US Treasury Secretary Scott Bessent urged US President Donald Trump not to fire Federal Reserve Chair Jerome Powell recently, citing the risk of potential economic, political, and legal consequences, The Wall Street Journal reported.
Removing Powell before his term ends next spring could harm the financial market and put the Federal Reserve into uncharted legal and political territory, Bessent told Trump, the WSJ said.
He added that as the Fed is likely poised to cut interest rates this year, it is unnecessary to fire Powell, according to the report.
Trump said on July 17 that he is not planning to fire Powell, but he kept the possibility open.

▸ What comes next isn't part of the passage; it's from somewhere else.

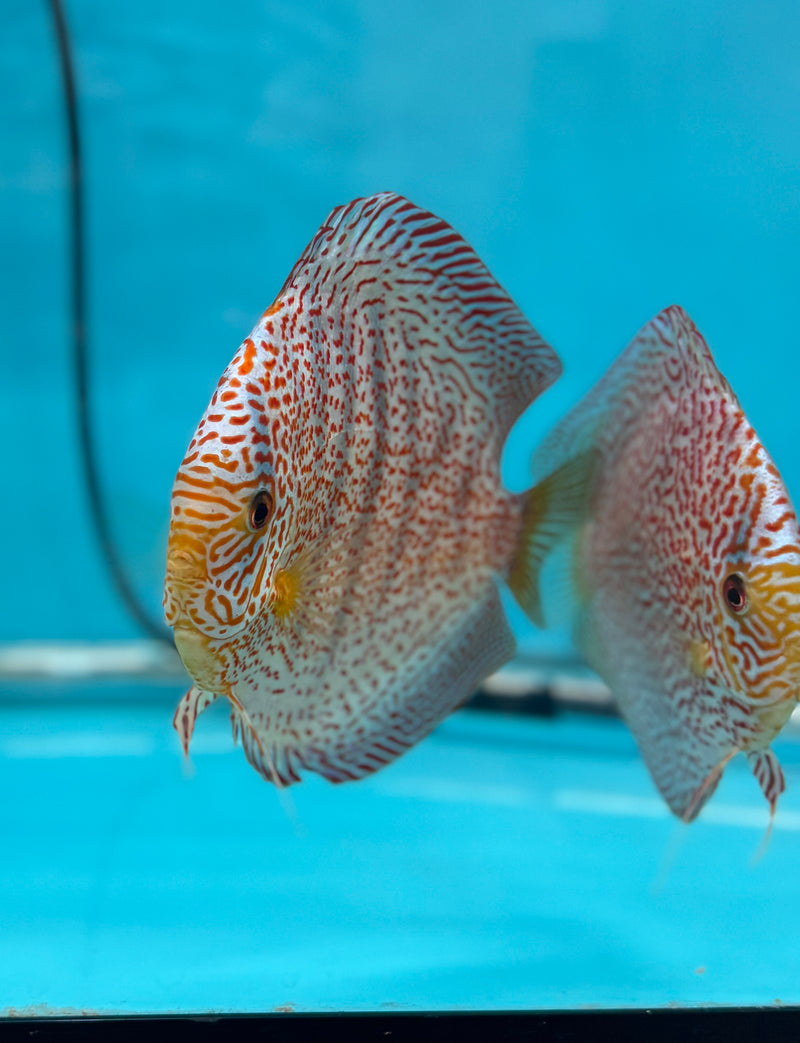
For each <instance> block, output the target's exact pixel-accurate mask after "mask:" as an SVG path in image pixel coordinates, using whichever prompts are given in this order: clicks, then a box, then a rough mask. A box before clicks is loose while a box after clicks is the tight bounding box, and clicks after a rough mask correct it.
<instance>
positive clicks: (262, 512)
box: [247, 489, 272, 532]
mask: <svg viewBox="0 0 800 1043" xmlns="http://www.w3.org/2000/svg"><path fill="white" fill-rule="evenodd" d="M271 516H272V496H271V495H270V494H269V493H268V492H267V491H266V489H262V490H261V492H257V493H256V495H254V496H253V498H252V500H251V501H250V509H249V511H248V513H247V524H248V525H249V527H250V531H251V532H260V531H261V530H262V529H263V528H264V527H265V526H266V524H267V521H269V519H270V517H271Z"/></svg>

Powell has been criticized by Trump for not cutting interest rates. Recently, Trump and his allies have focused on the Fed’s US$2.5 billion (HK$19.6 billion) renovation project, suggesting Powell could be fired over alleged “fraud” in managing it.
In response, Powell wrote in a letter on Thursday that he has asked the Fed’s independent inspector general to conduct a new review of the project.
He noted that no VIP dining rooms or private elevators were built, and added that both buildings required major structural repairs.
Earlier, Bessent said in an interview on Bloomberg that a “formal process” has already begun to find a potential replacement for Powell.
Even though Powell is gone, the US interest rate is determined by the Federal Open Market Committee, which consists of 19 members, 12 of whom have voting rights, and Powell is just one of those votes.
If the dismissal is confirmed, the US dollar is expected to drop as much as 3 to 4 percent within 24 hours, according to Deutsche Bank's research note.
The note indicated that the US fixed income would also face a 30 to 40 basis points sell-off, led by the back-end.
“In sum, we consider the removal of Chair Powell as one of the largest underpriced event risks over the coming months,” the report said.